NOCTURNA 2018: VIERNES

El Nocturna va llegando a su fin, y el día previo a conocer los ganadores la programación se llenó de hábitos, y es que de monjas fue la cosa.

Heretiks es insufrible de principio a fin. La película más aburrida (de largo) de esta edición demuestra que lo de Howl (que tampoco era para tanto) fue un espejismo y que Paul Hyett es un director al que conviene perderle la pista. Insoportable en su seriedad y risible en sus formas clásicas; formas que además traiciona sin pudor en su tercio final, llenando la pantalla de ridículas monjas poseídas, que han heredado las lentillas de licántropo de la anterior película del director. Un bodrio tremendo.

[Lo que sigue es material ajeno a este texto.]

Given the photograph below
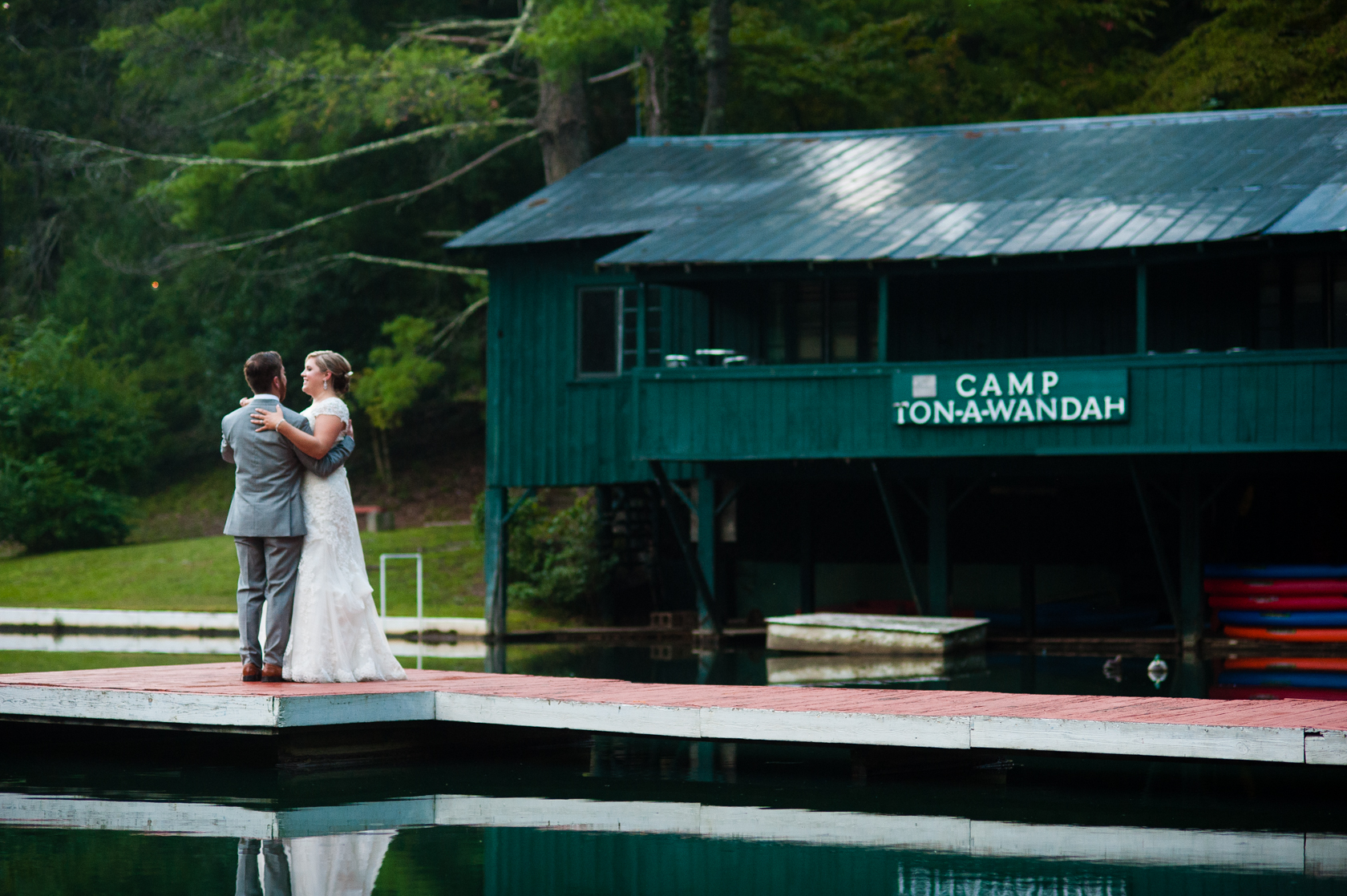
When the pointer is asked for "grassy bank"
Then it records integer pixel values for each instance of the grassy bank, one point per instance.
(201, 575)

Con St. Agatha la cosa mejoró, a pesar de ser una propuesta que, de nuevo, adopta forma y estilo de producción de terror, para en el fondo contar una historia de niños robados (o algo así). Viendo la conclusión, no tienen mucho sentido algunas de las decisiones estéticas y formales, pero al menos entretuvo: además obligaban a una chica a comerse su propio vómito, lo que siempre está bien.

Blood Fest cerró la jornada ofreciendo todo lo que podía esperarse de ella: un producto simpático, poco gore, ideal para ver y berrear con cerveza en mano. Con bastantes similitudes con la muy superior Hell Fest, la cinta tiene constantes guiños a mil y un obras del terror. Buena opción para no sobar al público.